How Do You Calculate Kinetic Energy and Resistance Forces in Physics Problems?

[PianoMan]

1) An 80-N box is pulled 20m up a 30 degree incline by an applied force of 100 N that points upward, parallel to the incline. If the coefficient of kinetic friction between box and incline is 0.220, calculate the change in the kinetic energy of the box.

I made a triangle sketch, obviously, 30 degrees in the lower left corner. One of my big problems is I'm not sure what they mean by "80-N box." Does that mean it's a force of 80 N straight down, or is that like a force perpendicular against the incline? I used muK = Ff-Fn to find an Ff of 80.220 N. Then I did something with FcosΘ=work, and somehow came up with 86.6 J. I really don't know what I'm doing, and I have no correct answer listed anywhere, so I have no direction. Help!

2)A 70kg diver steps off a 10m tower and drops, from rest, straight down into the water. If he comes to rest 5.0m below the surface, determine the average resistance force exerted on him by the water.

I used vf^2=vi^2 + 2ad to get his initial velocity at the water (I got 14 m/s) but after that I'm clueless as to what to do next.

Any help you can provide me would be great, I'm going to re-read the chapter. I've been sick from school for a few days, so I'm really behind and lost here.

 

[HallsofIvy]

The phrase "80 N box" is talking about its weight. Yes, that means the force is directed downward. I'm not sure what you mean by "Ff" but you cannot simply add 80 N and the COEFFICIENT of kinetic friction. The friction force is the coefficient of kinetic friction times the normal force.

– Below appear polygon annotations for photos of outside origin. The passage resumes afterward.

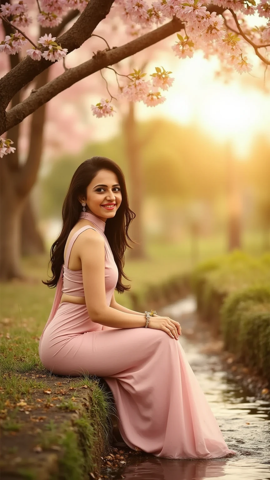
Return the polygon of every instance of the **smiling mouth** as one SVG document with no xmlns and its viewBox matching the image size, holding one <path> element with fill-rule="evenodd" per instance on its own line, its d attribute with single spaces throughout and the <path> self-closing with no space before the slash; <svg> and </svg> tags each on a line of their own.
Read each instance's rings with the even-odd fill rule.
<svg viewBox="0 0 270 480">
<path fill-rule="evenodd" d="M 108 205 L 101 205 L 101 206 L 103 207 L 103 208 L 106 208 L 107 210 L 113 210 L 115 206 L 115 204 L 109 204 Z"/>
</svg>

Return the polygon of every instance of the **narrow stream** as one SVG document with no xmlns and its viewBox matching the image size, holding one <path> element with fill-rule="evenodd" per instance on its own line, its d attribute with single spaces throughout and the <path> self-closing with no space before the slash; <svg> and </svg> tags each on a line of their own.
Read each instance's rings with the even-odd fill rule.
<svg viewBox="0 0 270 480">
<path fill-rule="evenodd" d="M 136 454 L 117 470 L 102 471 L 102 478 L 130 480 L 270 480 L 270 404 L 256 400 L 222 370 L 217 355 L 202 353 L 202 342 L 185 337 L 196 327 L 196 304 L 190 297 L 159 313 L 177 320 L 179 341 L 229 447 L 238 455 L 227 459 L 173 460 Z"/>
</svg>

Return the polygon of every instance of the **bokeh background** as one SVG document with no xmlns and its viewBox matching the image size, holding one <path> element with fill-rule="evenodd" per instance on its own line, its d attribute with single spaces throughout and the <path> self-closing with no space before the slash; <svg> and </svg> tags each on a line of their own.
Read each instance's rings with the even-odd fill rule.
<svg viewBox="0 0 270 480">
<path fill-rule="evenodd" d="M 265 19 L 255 16 L 248 20 L 254 26 Z M 112 22 L 110 30 L 108 26 L 99 26 L 98 33 L 111 46 L 126 41 L 119 25 Z M 37 25 L 29 30 L 33 37 L 38 34 Z M 131 235 L 138 243 L 125 255 L 132 289 L 229 251 L 259 255 L 270 249 L 268 71 L 248 48 L 254 65 L 250 74 L 222 67 L 217 57 L 201 51 L 179 60 L 171 48 L 175 39 L 172 36 L 114 66 L 124 74 L 133 68 L 150 74 L 161 66 L 171 71 L 175 80 L 164 92 L 163 104 L 150 108 L 113 100 L 114 116 L 97 119 L 91 106 L 109 95 L 97 72 L 40 108 L 34 121 L 29 117 L 20 126 L 17 147 L 21 164 L 27 156 L 41 153 L 38 180 L 22 216 L 21 256 L 25 272 L 37 280 L 34 303 L 40 305 L 40 295 L 47 299 L 38 314 L 43 323 L 54 291 L 41 279 L 50 275 L 49 250 L 61 228 L 63 200 L 77 166 L 94 155 L 120 166 L 136 213 Z M 79 64 L 104 45 L 101 38 L 90 38 L 67 56 L 66 67 Z M 7 57 L 1 68 L 3 73 L 9 70 Z M 62 71 L 62 62 L 52 65 L 46 81 Z M 102 73 L 115 95 L 114 72 L 104 69 Z M 22 97 L 33 88 L 32 84 L 26 86 Z M 125 292 L 118 301 L 130 304 L 129 298 Z M 12 301 L 19 314 L 20 302 Z"/>
</svg>

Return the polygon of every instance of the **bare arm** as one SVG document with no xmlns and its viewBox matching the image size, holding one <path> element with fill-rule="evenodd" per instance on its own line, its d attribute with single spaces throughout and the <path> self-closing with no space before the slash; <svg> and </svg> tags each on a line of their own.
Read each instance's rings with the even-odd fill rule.
<svg viewBox="0 0 270 480">
<path fill-rule="evenodd" d="M 116 309 L 116 310 L 119 310 L 120 312 L 124 312 L 126 313 L 132 313 L 133 315 L 142 315 L 145 318 L 145 315 L 144 313 L 142 313 L 140 312 L 135 312 L 135 310 L 131 310 L 129 308 L 127 308 L 126 307 L 123 307 L 122 305 L 120 303 L 118 303 L 114 297 L 114 293 L 113 294 L 112 297 L 111 297 L 111 300 L 110 301 L 110 306 L 112 307 L 112 308 Z M 154 315 L 155 317 L 158 317 L 158 315 Z"/>
<path fill-rule="evenodd" d="M 116 328 L 145 327 L 146 319 L 143 313 L 128 309 L 127 312 L 121 311 L 107 305 L 104 239 L 92 229 L 83 232 L 80 237 L 83 281 L 89 317 L 96 323 Z"/>
</svg>

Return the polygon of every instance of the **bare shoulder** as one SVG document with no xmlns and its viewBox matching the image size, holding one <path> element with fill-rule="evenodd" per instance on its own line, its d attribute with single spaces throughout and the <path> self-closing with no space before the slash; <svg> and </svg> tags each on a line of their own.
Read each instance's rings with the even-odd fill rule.
<svg viewBox="0 0 270 480">
<path fill-rule="evenodd" d="M 78 239 L 80 239 L 80 243 L 82 245 L 91 244 L 92 245 L 98 245 L 101 244 L 104 245 L 105 240 L 102 235 L 94 230 L 93 228 L 87 228 L 79 235 Z"/>
</svg>

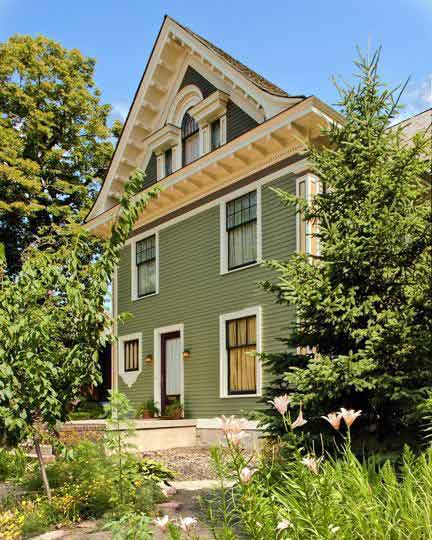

You will need to set up the "force diagram" and use trigonometry to determine the components of weight along the incline and normal to the incline.

 

[Neohm]

Ok, i think that I have an answer for you. On your question of what the 80 N force is, it is the force due to gravity. 80 N is equal to mg (mass x gravity), (so the mass equals 80/9.8) and the force due to gravity is directly, completely, straight downward. Now the normal force is different. The normal force of an object is the support force that acts perpendicular to the surface on which the object rests. Now since there is a 30 degree incline, the normal force does not just equal mg (80 N), it equals mgcos(angle), where the (angle) is equal to 30 degrees.

After figuring this out, you use the work-energy theorm, which goes as follows . . .

The net work done on an object = the change in kinetic energy, or
W = change in K

So then you look at all of the work being done on the object. There is the work done by the pulling force (Fd), the work done by friction, (muFn), and the work done by gravity, (mgh). Now the work done by friction and gravity are negative, becasue they oppose the direction of motion of the block. Set the formula up as follows

Wp - Wf - Wg = K
Fd - mu(Fn) - mgh = K

mu(Fn) is equal to mu(mgcos(angle), where Fn = mgcos(angle), which is from earlier.

Remeber your trig and realize that h equals the hypotenuse times sin30, SOH.

I got 895 J, tell me what you get

 

[PianoMan]

Originally posted by Neohm
Ok, i think that I have an answer for you. On your question of what the 80 N force is, it is the force due to gravity. 80 N is equal to mg (mass x gravity), (so the mass equals 80/9.8) and the force due to gravity is directly, completely, straight downward. Now the normal force is different. The normal force of an object is the support force that acts perpendicular to the surface on which the object rests. Now since there is a 30 degree incline, the normal force does not just equal mg (80 N), it equals mgcos(angle), where the (angle) is equal to 30 degrees.

After figuring this out, you use the work-energy theorm, which goes as follows . . .

The net work done on an object = the change in kinetic energy, or
W = change in K

So then you look at all of the work being done on the object. There is the work done by the pulling force (Fd), the work done by friction, (muFn), and the work done by gravity, (mgh). Now the work done by friction and gravity are negative, becasue they oppose the direction of motion of the block. Set the formula up as follows

Wp - Wf - Wg = K
Fd - mu(Fn) - mgh = K

mu(Fn) is equal to mu(mgcos(angle), where Fn = mgcos(angle), which is from earlier.

Remeber your trig and realize that h equals the hypotenuse times sin30, SOH.

I got 895 J, tell me what you get

The only thing I can't figure out in all that is how the force of gravity became MGH all of a sudden instead of just MG. What does the H stand for? Other than that, I'm good. Thanks!

 

[Neohm]

Now moving on to your second question, i think i have another answer. The velocity when the boy hits the water is 14 m/s, like you said. Then you just resort back to the work-energy theorm like you did earlier.

You look at the situation, and see what is doing work on the boy. There is no pushing force, so the work due to gravity (Wg), and the work due to the water resistance are the only works present. The work due to the water resistance (Fd) is similar to friction, in that it resists motion. You know that work = Fd, so that is the water resistance work, and the work due to gravity = mgh.

Net Work = Change in K, where final K = 0
Wg + Fd = .5mvf^2 - .5mvo^2
mgh + Fd = (.5)(m)(0) - (.5)(m)(14^2)

I think that becuase since Wg and Fd are both negative work, they can be added, but i could be wrong

Solve for F

I don't know whether to use positive or negative 5 meters, so sorry about that. Plug and Chug. Good Luck catching up.

 

[Neohm]

the force due to gravity is equal to mg
the work due to gravity is mgh

W = Fd Fg = mg d = h

Wg = mgh

 

[Neohm]

For the second problem, i was a little wrong. Since the diver is traveling down, in the direction of gravity, the work due to gravity is acting with the direction of motion, so it is positive, and the work due to the water is still negative becuase it slows the diver down. Sorry.

Also, the problem could be set up a different way. The diver has zero kinetic and all potential energy (mgh) at the top of the tower, and zero potential and zero kinetic at the bottom (v = 0, and the arbitrary zero of the problem can be determined to be where he stops, or a 5 m below the surface, so h = 0). So in this case, all potential (work due to gravity) turns into all water resistance (not taking into consideration the splash created by the diver).

Wg (or U) = Fd (or Q)